The A&A’s notoriously inadequate elevators are gone, but the elevator core is now in the new wing, with the original shaft reduced to storage and other trivial functions. (Alternative solutions, such as a larger elevator in the existing shaft, supplemented by an adjacent service shaft might have been possible.) With its elevators gone and stair marginalized, Rudolph’s circulation tower loses its pivotal role and functional logic.
When he won the commission, says Gwathmey—who gained it after Yale had parted ways with Richard Meier for the addition and David Childs/SOM for the renovation—his initial reaction was: “Let’s enjoy this happy moment for five seconds, and then, well, it’s no win.” Appending onto a monumental icon, especially a freestanding one with commanding forms, is no easy feat, but Gwathmey, a former student of Rudolph’s who had helped draft the A&A drawings, had discreetly expanded Frank Lloyd Wright’s Guggenheim Museum.

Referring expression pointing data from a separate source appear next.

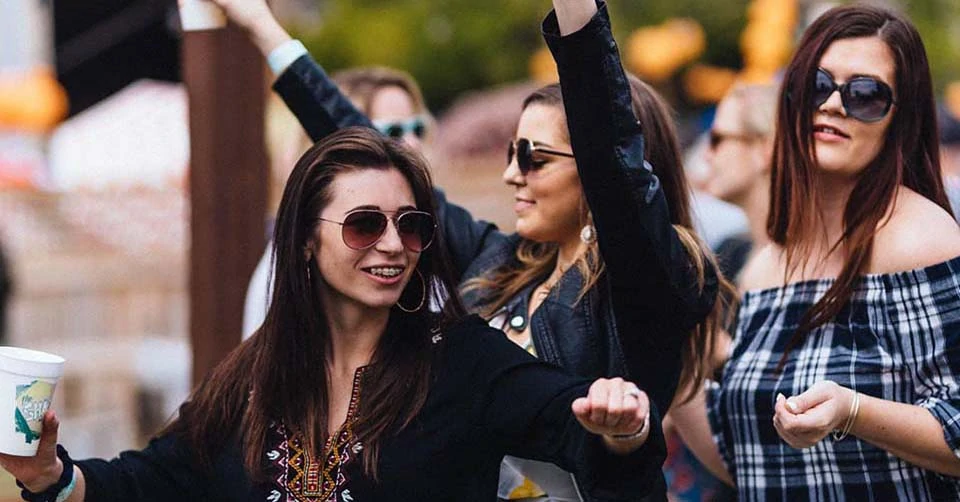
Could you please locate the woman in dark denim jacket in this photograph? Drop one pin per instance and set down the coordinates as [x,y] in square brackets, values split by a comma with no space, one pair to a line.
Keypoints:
[604,275]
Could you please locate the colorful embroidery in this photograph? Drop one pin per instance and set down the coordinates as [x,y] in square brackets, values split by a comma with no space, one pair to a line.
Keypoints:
[321,478]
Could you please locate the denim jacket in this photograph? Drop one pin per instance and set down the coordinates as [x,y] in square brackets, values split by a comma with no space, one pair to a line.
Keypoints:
[635,320]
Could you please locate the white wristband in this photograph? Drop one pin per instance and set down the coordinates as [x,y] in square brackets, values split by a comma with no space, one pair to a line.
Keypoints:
[284,55]
[636,435]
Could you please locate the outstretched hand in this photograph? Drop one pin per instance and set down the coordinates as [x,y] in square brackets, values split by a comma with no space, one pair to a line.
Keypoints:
[39,472]
[804,420]
[613,407]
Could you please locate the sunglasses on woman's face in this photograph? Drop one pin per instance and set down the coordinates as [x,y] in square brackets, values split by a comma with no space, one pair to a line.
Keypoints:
[524,149]
[363,228]
[399,128]
[864,98]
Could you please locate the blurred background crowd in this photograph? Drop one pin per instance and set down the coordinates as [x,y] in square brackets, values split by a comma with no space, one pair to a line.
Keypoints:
[95,154]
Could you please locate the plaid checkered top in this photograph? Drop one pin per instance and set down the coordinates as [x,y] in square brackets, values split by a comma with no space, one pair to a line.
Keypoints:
[897,339]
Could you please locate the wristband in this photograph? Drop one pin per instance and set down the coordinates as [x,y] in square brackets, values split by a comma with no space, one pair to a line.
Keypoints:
[636,435]
[59,491]
[284,55]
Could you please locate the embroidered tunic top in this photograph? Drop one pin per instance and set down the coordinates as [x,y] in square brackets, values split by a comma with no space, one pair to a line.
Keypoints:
[488,398]
[897,339]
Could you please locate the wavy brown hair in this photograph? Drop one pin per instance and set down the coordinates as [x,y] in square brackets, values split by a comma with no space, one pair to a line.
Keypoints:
[279,375]
[909,157]
[538,259]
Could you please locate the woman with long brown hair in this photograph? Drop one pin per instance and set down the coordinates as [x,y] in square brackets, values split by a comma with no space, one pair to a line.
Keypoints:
[352,390]
[605,275]
[852,309]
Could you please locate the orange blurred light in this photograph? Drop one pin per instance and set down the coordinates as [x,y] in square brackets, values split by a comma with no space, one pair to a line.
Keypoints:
[32,101]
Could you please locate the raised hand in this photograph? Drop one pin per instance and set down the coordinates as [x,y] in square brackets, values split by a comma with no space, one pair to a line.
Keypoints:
[255,17]
[615,408]
[804,420]
[574,14]
[39,472]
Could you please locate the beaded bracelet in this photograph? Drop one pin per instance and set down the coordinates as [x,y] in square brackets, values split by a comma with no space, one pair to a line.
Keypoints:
[59,491]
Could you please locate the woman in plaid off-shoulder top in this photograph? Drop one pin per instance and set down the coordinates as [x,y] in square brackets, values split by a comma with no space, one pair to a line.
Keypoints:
[843,382]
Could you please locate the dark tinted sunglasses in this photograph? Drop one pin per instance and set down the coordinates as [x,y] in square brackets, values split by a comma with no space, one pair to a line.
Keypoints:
[864,98]
[365,227]
[524,149]
[399,128]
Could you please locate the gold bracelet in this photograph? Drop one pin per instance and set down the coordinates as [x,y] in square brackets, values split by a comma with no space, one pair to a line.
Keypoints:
[839,435]
[636,435]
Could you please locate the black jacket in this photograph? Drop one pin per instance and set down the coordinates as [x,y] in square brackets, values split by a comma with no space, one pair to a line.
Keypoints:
[487,394]
[635,320]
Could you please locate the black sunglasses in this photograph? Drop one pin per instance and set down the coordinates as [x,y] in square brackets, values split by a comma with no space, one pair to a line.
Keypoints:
[864,98]
[399,128]
[365,227]
[524,149]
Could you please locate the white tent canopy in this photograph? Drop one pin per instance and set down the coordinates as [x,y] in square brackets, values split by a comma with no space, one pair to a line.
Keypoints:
[137,137]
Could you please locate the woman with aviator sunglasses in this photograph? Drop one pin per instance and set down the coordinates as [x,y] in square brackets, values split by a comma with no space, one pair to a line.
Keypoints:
[393,101]
[344,394]
[844,378]
[604,275]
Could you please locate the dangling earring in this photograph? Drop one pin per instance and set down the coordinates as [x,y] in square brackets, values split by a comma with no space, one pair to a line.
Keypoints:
[588,234]
[423,295]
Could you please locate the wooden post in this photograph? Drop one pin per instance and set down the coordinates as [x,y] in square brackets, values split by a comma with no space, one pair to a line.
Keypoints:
[223,74]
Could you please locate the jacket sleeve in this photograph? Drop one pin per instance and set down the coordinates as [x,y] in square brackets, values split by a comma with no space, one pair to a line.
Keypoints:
[163,471]
[652,277]
[464,236]
[315,100]
[526,403]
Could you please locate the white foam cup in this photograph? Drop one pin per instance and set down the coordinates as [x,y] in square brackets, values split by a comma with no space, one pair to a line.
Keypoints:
[27,381]
[196,15]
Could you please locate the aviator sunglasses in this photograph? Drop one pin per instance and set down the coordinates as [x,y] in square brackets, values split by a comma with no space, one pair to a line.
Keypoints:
[864,98]
[524,149]
[399,128]
[365,227]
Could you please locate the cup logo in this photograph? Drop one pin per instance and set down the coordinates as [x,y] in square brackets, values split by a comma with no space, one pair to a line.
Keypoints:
[33,400]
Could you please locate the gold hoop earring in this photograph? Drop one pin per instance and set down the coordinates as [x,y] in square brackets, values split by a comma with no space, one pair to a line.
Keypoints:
[423,296]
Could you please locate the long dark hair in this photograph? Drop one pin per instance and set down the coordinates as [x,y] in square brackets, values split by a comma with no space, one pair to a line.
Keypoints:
[279,374]
[909,157]
[538,259]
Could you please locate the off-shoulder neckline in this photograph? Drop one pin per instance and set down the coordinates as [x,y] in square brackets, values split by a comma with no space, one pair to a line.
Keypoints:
[869,280]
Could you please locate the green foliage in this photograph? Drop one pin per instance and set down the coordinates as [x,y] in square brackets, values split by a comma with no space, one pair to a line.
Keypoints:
[451,46]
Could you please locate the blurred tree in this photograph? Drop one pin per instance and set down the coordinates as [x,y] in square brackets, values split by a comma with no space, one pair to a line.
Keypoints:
[451,46]
[939,24]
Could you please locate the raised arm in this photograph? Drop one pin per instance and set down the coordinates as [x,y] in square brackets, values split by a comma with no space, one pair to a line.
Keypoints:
[649,268]
[306,89]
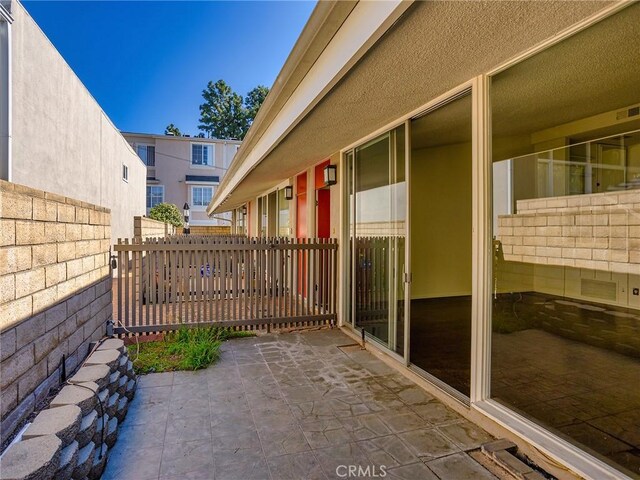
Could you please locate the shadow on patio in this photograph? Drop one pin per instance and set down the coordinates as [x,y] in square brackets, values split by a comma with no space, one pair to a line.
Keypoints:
[291,406]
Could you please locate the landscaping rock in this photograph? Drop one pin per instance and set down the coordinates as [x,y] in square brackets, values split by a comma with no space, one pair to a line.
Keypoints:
[104,357]
[99,461]
[112,405]
[114,382]
[112,432]
[85,461]
[131,389]
[97,437]
[81,395]
[122,385]
[88,426]
[63,422]
[92,373]
[112,344]
[121,411]
[68,462]
[34,459]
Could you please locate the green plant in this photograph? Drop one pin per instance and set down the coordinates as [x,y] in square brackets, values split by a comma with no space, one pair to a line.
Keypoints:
[167,213]
[185,349]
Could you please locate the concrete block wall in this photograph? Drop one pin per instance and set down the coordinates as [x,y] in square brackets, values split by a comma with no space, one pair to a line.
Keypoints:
[597,231]
[144,227]
[73,437]
[55,292]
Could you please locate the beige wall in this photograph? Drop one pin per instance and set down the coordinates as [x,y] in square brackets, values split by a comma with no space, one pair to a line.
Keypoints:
[55,292]
[441,221]
[62,141]
[173,164]
[148,228]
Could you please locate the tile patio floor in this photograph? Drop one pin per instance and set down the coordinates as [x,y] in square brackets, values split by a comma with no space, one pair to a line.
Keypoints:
[291,406]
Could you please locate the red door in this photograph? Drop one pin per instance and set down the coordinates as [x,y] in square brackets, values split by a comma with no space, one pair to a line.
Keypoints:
[323,203]
[301,228]
[301,206]
[323,213]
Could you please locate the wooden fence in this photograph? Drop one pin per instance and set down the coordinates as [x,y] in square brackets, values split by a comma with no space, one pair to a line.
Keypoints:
[164,283]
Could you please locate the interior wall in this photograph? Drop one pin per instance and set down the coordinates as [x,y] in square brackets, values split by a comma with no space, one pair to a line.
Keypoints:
[441,221]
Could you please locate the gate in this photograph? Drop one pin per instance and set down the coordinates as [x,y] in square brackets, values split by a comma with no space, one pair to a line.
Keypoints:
[165,283]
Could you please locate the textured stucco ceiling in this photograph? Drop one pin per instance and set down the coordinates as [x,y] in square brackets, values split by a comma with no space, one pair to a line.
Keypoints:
[433,48]
[585,75]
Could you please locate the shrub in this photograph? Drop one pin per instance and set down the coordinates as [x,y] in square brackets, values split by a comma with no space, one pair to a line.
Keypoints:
[167,213]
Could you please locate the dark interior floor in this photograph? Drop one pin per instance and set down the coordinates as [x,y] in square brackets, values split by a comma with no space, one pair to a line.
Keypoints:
[571,366]
[441,339]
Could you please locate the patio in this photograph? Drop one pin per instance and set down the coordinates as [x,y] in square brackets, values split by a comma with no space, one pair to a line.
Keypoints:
[292,406]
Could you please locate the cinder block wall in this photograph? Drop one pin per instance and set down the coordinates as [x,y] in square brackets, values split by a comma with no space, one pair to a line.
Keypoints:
[600,231]
[55,292]
[144,227]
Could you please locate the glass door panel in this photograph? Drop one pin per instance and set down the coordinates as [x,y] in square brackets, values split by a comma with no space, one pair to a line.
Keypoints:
[377,226]
[441,236]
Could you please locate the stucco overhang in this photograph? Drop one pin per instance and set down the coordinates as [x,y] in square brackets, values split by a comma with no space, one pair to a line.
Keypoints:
[202,179]
[428,49]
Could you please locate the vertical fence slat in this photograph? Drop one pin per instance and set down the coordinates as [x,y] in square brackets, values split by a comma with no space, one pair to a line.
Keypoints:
[164,282]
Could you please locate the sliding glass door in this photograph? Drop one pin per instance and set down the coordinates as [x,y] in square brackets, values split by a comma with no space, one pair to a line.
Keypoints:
[441,236]
[377,198]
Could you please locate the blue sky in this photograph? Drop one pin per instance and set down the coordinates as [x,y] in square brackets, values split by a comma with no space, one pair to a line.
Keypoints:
[147,63]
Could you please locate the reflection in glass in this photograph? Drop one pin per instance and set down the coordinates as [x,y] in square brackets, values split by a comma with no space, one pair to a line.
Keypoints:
[566,174]
[441,243]
[377,225]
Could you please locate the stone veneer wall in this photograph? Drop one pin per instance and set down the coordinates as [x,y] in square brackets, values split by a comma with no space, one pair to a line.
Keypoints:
[55,292]
[73,437]
[144,227]
[597,231]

An equally quiet annex, a finely crafted and contrasting box, perhaps of glass, might have served the Rudolph building well, but Gwathmey’s goal, as he puts it, was to be “deferential” while actively “engaging in a dialogue.” The Loria wing, with a busy facade of curves and skewed angles, rendered in limestone and zinc, offers more distraction than satisfying counterpoint.
While a bridge connection, or other spatial breather, might have preserved some of the freestanding autonomy of Rudolph’s dynamically splintered cube, the addition, in a language consciously distinct from the A&A’s, extends the existing entry facade, forming a single megablock without the clarity of the original volume.
Though the Loria interior pales beside the architecture school’s spatial invention, Gwathmey, following Rudolph’s cues, wisely retains an internal courtlike separation between the two structures, enriched by constant views back to the A&A. A new, skylit reading room, extending the original library across the ground floor, connects the two wings, forming a visually, but not physically, accessible courtyard.
Sadly, Rudolph did not live to see his building glowing in the limelight (though his ashes were partly scattered there by an artist in 1997). His work, however, is never free from controversy: Even with the A&A lovingly fêted, his Blue Cross Blue Shield tower, in Boston, and the interior of his Greeley Labs, at Yale, may soon be history.